Zapeio pelos canais sem muita opção para assistir. Que tal CSI? Detetives procuram assassinos, na maioria bem excêntricos, em Las Vegas. Ou a reprise Pretty Little Liars? Não, Gwen odeia pll. Posso ouvi-la martelando nos meus ouvidos: "Porque eles não podem seguir a história dos livros? Incompetentes, não sabem fazer nada que preste". Não que seja ruim assim. Não, Gwen está certa, é uma porcaria em comparação aos livros. E eu não tenho outra escolha, decido assistir Emily Fields — que teve a sua grande família esquisita completamente apagada da série — beijar outra garota. Enquanto a atriz praticamente engole a outra garota, fico me perguntando porque a Emily não é ruiva como nos livros. É bem mais fácil pensar em como seria legal vê-la com o cabelo esverdeado por causa do cloro, do que tentar imaginar o que realmente aconteceu enquanto eu dormia.

De repente, nada faz mais sentido. Transformaram Hanna Marin em uma loira burra, Toby Cavanaugh não morre e a família da Spencer não é desregulada como deveria ser. Ah, claro, Erin. Essas coisas acontecem. Produtores de TV podem acabar personagens preferidos, desdenhar dos detalhes importantes do livro e transformar Alison DiLaurents em coadjuvante da própria história e no fim vai estar tudo bem. Não vai deixar de ter milhões de fãs que ainda têm a coragem de dizer é igualzinho aos livros. E adultos podem chegar bêbados em casa e ir embora abandonando suas filhas de dezesseis anos em casa. Porque sempre vai haver outro adulto para justificar. O discurso será repetido incessantemente: Nós erramos tentando fazer o melhor.

Logo percebo que o episódio já acabou e minha raiva aumentou mais ainda. Estou começando a ficar com fome e não há sinal de ninguém. É difícil não chorar e suprimir a vontade de ligar para Gwen e contar tudo. Porque é tão complicado guardar segredo? Eu não deveria ter escondido, nós somos praticamente irmãs e ela iria me ajudar. Bem, talvez desse um pequeno escândalo primeiro. Deitei de bruços e afundei o rosto na almofada. Eu também não poderia correr o risco de ela contar para alguém.

O barulho de chave, que parece ser na porta da frente, me traz de volta ao mundo real. Ouço, prendendo a respiração a porta ser aberta e os passos vindo em direção a sala. É Shawn, eu sei pelo jeito bruto que suas botas pesadas tocam o piso. Então os passos cessam.

— O que têm para o jantar? — pergunta ele, com seu leve sotaque sulista.

— Nada — minha voz sai abafada pelo tecido.

Ele não se move, e nem fala nada por alguns minutos.
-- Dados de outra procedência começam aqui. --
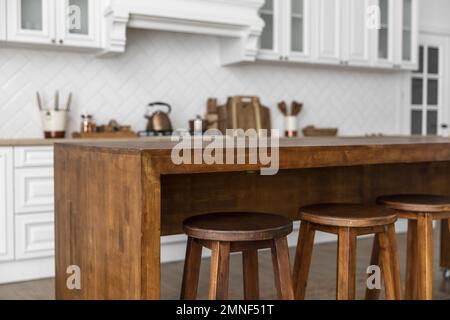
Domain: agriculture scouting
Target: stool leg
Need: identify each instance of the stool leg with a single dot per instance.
(282, 269)
(392, 235)
(411, 261)
(251, 279)
(386, 265)
(191, 270)
(346, 264)
(302, 260)
(374, 294)
(220, 267)
(425, 256)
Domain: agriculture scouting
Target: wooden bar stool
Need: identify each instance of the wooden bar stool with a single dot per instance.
(420, 210)
(236, 232)
(348, 221)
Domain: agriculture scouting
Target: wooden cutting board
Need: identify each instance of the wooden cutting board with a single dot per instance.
(244, 112)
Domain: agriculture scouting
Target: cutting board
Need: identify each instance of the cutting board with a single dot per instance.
(244, 112)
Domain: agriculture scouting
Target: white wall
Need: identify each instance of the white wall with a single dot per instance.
(435, 14)
(184, 70)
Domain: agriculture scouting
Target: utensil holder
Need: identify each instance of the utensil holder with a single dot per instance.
(54, 123)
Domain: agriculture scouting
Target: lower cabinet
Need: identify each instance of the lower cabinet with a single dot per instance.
(26, 213)
(6, 205)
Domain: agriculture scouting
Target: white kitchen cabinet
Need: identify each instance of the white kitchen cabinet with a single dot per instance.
(30, 157)
(74, 23)
(31, 21)
(2, 20)
(355, 33)
(271, 40)
(34, 236)
(328, 16)
(287, 31)
(384, 37)
(406, 43)
(6, 205)
(297, 23)
(33, 190)
(78, 23)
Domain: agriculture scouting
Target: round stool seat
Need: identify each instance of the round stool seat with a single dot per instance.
(416, 203)
(348, 215)
(237, 226)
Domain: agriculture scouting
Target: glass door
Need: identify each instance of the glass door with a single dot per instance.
(31, 21)
(427, 96)
(408, 45)
(77, 24)
(385, 34)
(2, 20)
(298, 29)
(269, 41)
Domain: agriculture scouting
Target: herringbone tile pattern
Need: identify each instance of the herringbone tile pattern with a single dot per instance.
(185, 70)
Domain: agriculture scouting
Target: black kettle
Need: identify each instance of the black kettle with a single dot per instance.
(159, 121)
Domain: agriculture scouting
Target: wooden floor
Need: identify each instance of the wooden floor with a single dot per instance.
(321, 282)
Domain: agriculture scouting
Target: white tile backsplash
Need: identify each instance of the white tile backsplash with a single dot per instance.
(185, 70)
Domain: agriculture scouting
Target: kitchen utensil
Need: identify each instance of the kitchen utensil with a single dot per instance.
(244, 112)
(87, 123)
(57, 100)
(312, 131)
(39, 100)
(290, 126)
(296, 108)
(198, 125)
(283, 108)
(159, 121)
(69, 102)
(54, 123)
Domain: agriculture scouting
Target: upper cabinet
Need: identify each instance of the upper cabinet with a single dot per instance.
(286, 35)
(364, 33)
(2, 20)
(407, 50)
(59, 22)
(328, 30)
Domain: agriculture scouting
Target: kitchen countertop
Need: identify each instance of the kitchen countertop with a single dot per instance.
(50, 142)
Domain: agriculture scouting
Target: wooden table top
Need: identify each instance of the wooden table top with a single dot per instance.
(325, 142)
(294, 153)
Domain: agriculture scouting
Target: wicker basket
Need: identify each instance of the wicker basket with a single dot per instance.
(319, 132)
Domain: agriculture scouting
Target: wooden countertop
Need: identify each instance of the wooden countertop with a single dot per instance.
(293, 153)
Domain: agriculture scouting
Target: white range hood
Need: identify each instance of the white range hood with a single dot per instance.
(237, 22)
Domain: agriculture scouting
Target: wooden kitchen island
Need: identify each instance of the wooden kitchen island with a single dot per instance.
(114, 200)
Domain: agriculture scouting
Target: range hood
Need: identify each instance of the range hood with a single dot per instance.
(236, 22)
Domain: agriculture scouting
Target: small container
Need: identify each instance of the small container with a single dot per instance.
(87, 124)
(54, 123)
(290, 125)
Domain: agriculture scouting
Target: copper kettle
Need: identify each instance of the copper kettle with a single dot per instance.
(159, 121)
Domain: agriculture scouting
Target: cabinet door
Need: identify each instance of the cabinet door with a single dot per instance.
(271, 37)
(31, 21)
(356, 33)
(2, 20)
(297, 24)
(6, 205)
(407, 34)
(384, 37)
(78, 22)
(328, 14)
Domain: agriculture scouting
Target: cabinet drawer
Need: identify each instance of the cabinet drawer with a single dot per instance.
(34, 236)
(26, 157)
(33, 190)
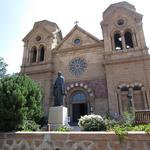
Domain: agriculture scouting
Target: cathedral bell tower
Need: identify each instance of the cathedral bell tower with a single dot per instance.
(37, 60)
(125, 56)
(122, 28)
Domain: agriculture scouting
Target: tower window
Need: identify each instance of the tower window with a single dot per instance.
(128, 40)
(33, 54)
(42, 53)
(118, 41)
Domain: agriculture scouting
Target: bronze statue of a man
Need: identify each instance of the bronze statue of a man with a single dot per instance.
(59, 90)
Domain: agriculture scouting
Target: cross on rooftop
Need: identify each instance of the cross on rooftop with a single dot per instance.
(76, 22)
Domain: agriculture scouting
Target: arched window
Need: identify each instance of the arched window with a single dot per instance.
(33, 54)
(117, 41)
(128, 40)
(78, 96)
(42, 53)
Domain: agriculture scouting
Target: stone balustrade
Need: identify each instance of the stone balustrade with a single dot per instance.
(73, 141)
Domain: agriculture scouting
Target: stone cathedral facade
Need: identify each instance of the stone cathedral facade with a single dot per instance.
(99, 74)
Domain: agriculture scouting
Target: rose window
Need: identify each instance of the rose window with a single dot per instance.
(77, 66)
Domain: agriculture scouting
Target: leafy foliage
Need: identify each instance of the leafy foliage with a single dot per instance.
(3, 66)
(20, 103)
(92, 123)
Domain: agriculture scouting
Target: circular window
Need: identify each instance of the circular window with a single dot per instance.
(38, 38)
(77, 41)
(120, 22)
(77, 66)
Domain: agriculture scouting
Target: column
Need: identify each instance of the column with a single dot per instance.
(144, 96)
(119, 101)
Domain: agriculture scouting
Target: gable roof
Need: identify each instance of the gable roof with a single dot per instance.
(76, 27)
(40, 23)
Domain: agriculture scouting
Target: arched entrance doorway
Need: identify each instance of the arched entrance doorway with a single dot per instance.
(79, 100)
(79, 105)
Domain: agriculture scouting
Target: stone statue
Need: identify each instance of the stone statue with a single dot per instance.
(59, 90)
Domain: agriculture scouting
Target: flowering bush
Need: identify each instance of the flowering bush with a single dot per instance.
(92, 123)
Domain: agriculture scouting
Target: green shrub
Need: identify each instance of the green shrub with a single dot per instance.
(20, 103)
(92, 123)
(63, 128)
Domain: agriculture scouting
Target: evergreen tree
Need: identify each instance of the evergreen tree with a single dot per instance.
(3, 66)
(20, 103)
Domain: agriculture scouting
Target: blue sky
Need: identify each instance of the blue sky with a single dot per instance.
(18, 16)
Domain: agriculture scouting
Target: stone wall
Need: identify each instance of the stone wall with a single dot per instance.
(73, 141)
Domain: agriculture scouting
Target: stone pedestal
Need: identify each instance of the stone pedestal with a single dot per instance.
(58, 116)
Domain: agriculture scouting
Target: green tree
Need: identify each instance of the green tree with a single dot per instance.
(20, 103)
(3, 66)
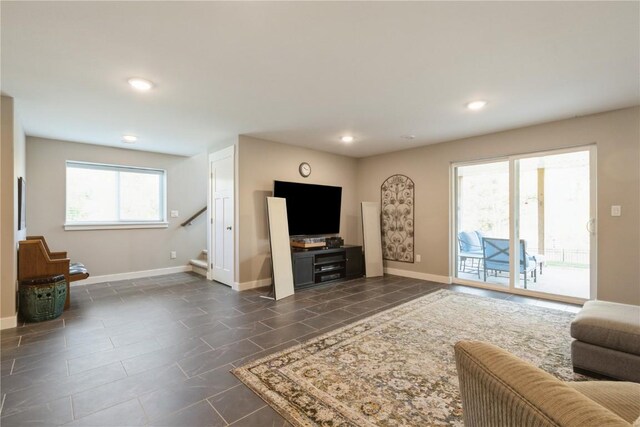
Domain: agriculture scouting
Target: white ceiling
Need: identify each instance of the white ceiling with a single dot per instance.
(305, 73)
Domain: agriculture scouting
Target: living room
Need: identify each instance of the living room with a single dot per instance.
(576, 88)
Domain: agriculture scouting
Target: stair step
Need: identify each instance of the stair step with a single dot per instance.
(198, 263)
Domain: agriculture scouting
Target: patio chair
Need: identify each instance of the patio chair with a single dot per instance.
(470, 248)
(496, 258)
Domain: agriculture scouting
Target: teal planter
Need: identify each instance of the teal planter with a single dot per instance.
(42, 298)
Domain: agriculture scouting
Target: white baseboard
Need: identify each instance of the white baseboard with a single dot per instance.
(251, 284)
(9, 322)
(199, 270)
(132, 275)
(418, 275)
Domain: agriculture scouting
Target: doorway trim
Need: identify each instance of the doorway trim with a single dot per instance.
(228, 152)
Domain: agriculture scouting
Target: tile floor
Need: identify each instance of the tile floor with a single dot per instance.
(157, 351)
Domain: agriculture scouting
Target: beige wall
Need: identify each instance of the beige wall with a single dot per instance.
(12, 166)
(617, 135)
(262, 162)
(116, 251)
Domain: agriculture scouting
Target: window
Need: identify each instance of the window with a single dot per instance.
(110, 196)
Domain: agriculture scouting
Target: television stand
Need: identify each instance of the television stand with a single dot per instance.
(319, 266)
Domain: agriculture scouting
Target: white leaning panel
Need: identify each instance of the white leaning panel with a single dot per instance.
(372, 239)
(280, 247)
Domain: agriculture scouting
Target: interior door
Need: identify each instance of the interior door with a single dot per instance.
(221, 208)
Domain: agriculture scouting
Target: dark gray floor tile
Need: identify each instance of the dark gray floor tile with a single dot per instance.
(279, 336)
(235, 403)
(85, 363)
(221, 338)
(285, 319)
(164, 401)
(365, 306)
(107, 395)
(328, 319)
(201, 414)
(41, 393)
(248, 318)
(165, 356)
(213, 359)
(328, 306)
(264, 353)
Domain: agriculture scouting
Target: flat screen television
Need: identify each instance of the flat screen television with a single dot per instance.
(311, 209)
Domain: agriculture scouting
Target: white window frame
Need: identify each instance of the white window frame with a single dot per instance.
(120, 224)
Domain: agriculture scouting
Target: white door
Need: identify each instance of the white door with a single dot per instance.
(221, 211)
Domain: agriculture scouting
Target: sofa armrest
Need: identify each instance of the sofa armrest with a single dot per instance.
(499, 389)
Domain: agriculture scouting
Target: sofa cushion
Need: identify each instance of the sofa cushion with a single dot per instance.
(621, 398)
(610, 325)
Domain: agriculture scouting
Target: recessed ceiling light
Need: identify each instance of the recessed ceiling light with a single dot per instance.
(476, 105)
(140, 84)
(347, 138)
(130, 139)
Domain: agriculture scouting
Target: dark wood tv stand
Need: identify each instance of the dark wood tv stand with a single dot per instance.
(319, 266)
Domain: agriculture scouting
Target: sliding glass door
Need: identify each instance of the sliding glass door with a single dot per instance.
(527, 223)
(482, 210)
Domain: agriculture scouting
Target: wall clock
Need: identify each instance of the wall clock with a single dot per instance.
(304, 169)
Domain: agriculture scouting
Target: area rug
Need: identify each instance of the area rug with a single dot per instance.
(397, 368)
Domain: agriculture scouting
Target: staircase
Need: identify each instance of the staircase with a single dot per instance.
(199, 265)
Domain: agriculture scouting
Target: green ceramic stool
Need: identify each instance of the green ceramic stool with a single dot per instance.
(42, 298)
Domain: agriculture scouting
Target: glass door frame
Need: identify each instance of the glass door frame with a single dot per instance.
(514, 217)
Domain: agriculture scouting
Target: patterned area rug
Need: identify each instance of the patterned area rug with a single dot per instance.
(397, 368)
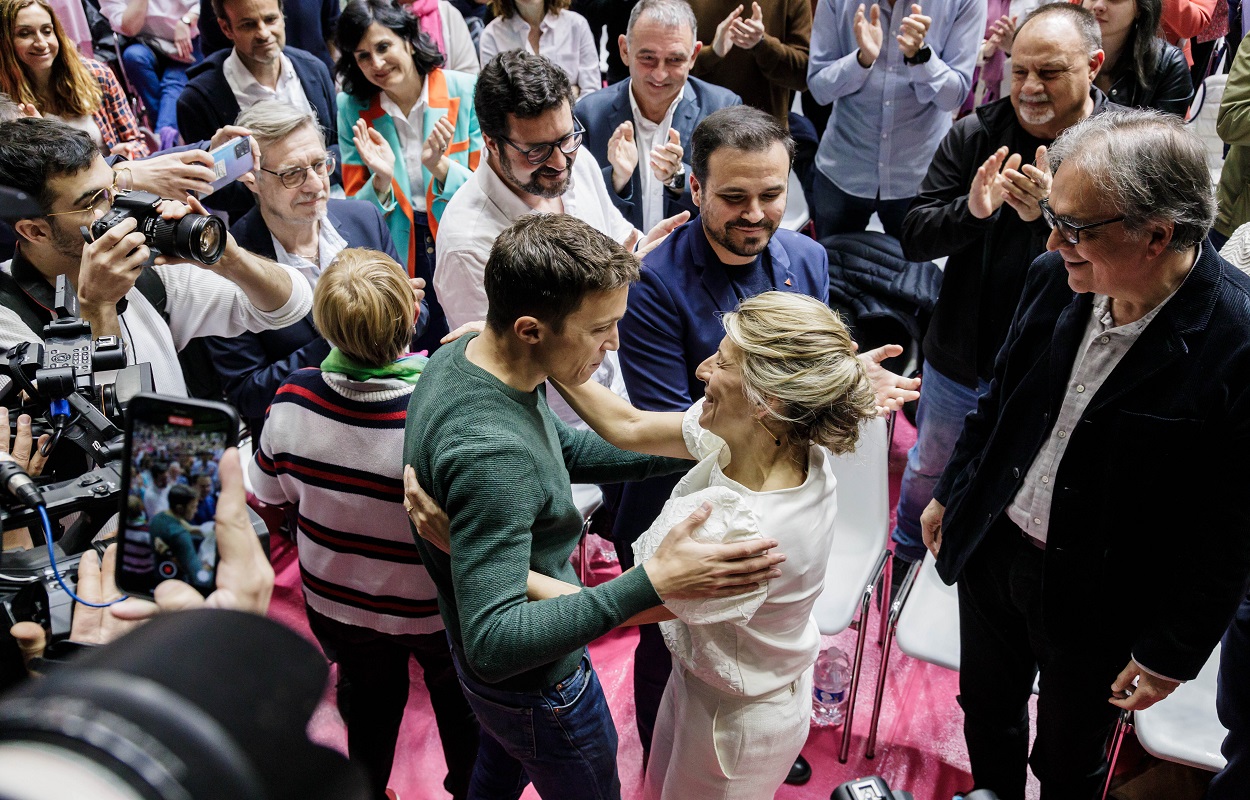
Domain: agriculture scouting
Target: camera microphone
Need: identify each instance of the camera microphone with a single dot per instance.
(16, 483)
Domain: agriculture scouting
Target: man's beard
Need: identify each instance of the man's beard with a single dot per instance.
(68, 243)
(721, 236)
(1036, 116)
(534, 186)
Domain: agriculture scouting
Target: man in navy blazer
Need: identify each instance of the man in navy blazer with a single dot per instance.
(639, 129)
(301, 228)
(1091, 510)
(260, 66)
(733, 250)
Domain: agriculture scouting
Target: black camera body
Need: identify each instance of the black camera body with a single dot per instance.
(196, 236)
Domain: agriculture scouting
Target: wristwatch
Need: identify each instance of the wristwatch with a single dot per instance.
(678, 183)
(923, 55)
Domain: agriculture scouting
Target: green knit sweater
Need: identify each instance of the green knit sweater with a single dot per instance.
(500, 464)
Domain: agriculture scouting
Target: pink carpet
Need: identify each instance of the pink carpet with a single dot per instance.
(920, 744)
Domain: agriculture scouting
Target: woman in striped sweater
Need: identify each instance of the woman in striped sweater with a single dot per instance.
(333, 445)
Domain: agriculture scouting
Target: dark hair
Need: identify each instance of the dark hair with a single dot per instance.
(33, 151)
(508, 8)
(353, 24)
(520, 84)
(738, 126)
(545, 264)
(1081, 19)
(219, 9)
(1143, 45)
(180, 495)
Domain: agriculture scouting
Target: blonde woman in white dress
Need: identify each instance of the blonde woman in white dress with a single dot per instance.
(784, 393)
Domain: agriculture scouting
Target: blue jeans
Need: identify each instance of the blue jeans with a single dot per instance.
(839, 213)
(159, 81)
(940, 414)
(561, 739)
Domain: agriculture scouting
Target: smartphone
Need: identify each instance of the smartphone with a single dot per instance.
(230, 161)
(166, 515)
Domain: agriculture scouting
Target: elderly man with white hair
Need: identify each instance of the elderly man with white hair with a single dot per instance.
(1085, 511)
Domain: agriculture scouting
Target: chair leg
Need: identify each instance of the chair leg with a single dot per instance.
(1121, 728)
(880, 690)
(885, 590)
(860, 638)
(583, 568)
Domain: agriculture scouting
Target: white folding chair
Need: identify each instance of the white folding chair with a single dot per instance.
(924, 620)
(796, 213)
(1183, 726)
(859, 559)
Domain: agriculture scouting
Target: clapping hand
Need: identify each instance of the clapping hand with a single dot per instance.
(435, 148)
(623, 155)
(666, 158)
(913, 30)
(746, 33)
(1001, 36)
(1023, 186)
(868, 34)
(723, 41)
(985, 195)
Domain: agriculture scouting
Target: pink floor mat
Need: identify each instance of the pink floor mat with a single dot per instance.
(920, 744)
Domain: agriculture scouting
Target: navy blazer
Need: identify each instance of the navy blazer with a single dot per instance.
(254, 365)
(601, 111)
(673, 324)
(1148, 544)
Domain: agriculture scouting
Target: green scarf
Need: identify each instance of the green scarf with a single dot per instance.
(406, 369)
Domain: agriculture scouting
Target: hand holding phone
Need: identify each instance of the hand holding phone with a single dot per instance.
(171, 474)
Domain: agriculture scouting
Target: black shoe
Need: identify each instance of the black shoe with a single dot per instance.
(800, 773)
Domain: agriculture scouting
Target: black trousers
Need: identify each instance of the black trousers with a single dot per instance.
(1233, 704)
(373, 691)
(1003, 645)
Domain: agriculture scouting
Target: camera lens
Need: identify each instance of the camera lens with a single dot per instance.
(198, 236)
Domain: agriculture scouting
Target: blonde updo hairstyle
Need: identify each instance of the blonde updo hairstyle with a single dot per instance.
(799, 364)
(363, 305)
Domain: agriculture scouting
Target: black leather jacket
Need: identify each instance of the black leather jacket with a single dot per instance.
(1170, 90)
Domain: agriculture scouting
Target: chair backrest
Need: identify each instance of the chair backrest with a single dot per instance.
(1203, 115)
(861, 529)
(929, 621)
(796, 213)
(1184, 726)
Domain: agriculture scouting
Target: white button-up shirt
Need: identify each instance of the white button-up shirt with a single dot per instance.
(564, 39)
(329, 245)
(646, 135)
(1105, 345)
(410, 129)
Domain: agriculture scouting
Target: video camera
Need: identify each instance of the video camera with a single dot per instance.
(76, 389)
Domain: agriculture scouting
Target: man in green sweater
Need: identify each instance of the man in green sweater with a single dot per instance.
(488, 450)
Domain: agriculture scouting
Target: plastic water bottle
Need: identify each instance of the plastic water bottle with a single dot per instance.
(829, 688)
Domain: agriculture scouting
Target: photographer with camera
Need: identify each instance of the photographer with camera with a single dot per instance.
(244, 579)
(155, 311)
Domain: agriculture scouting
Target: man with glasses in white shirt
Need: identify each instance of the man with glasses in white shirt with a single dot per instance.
(155, 310)
(296, 224)
(534, 164)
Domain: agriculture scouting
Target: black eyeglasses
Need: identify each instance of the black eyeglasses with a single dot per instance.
(1068, 231)
(100, 201)
(294, 176)
(539, 154)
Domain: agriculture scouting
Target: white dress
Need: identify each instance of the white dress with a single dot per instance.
(736, 709)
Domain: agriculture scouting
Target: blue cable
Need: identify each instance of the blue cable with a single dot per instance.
(51, 558)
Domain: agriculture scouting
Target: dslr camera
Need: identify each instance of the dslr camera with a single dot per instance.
(196, 236)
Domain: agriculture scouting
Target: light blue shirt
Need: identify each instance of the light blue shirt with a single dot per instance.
(888, 120)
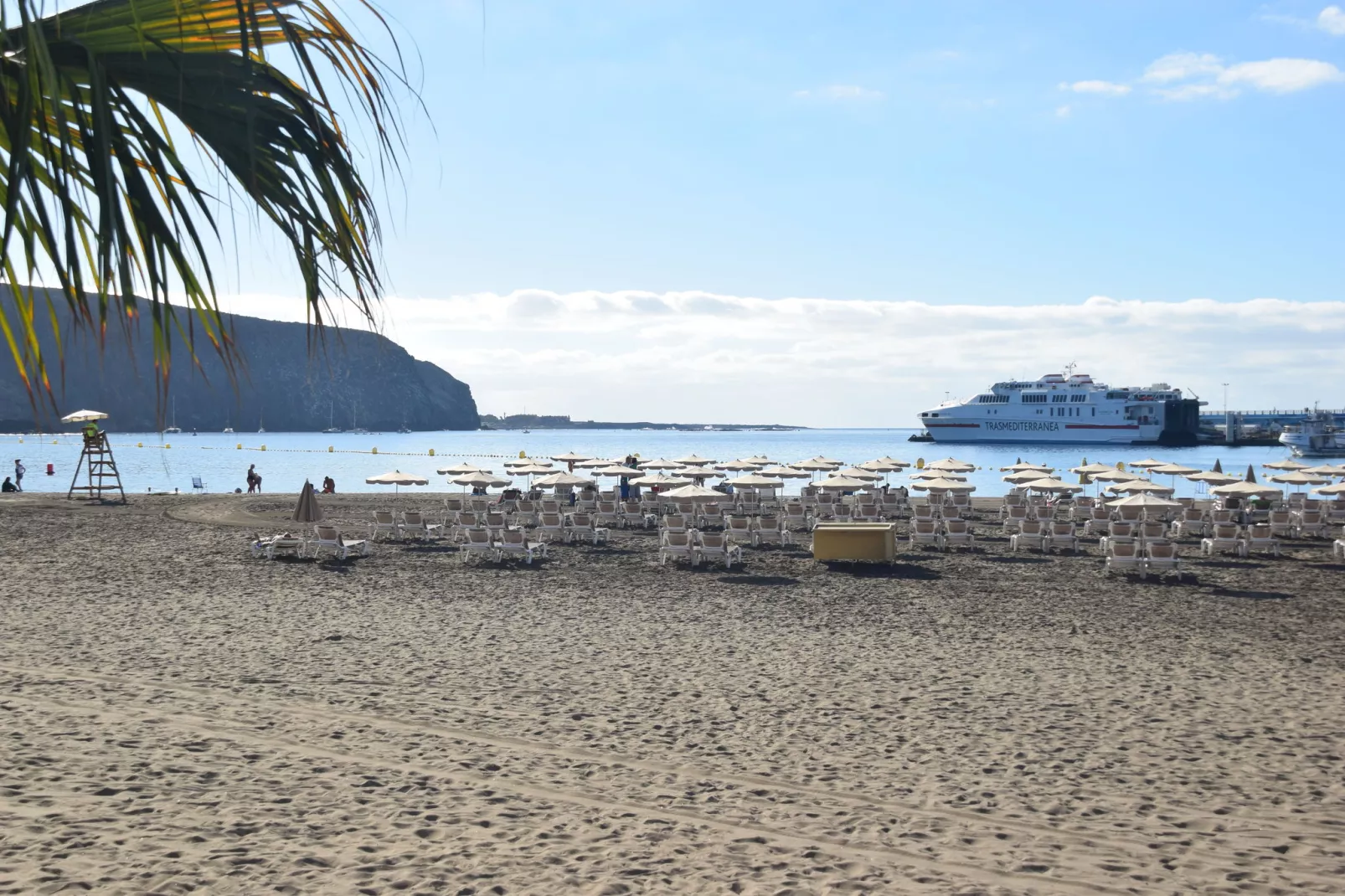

Eu sei que está com raiva; trabalhou o dia inteiro e agora não encontra nada para comer. Posso sentir sua frustração pairando pela sala. Ou talvez seja raiva, quem sabe.

— Sua mãe já chegou? — pergunta mais uma vez.

Ah, perfeito. Ele também não sabe.

Levanto o braço e faço que não com o dedo indicador.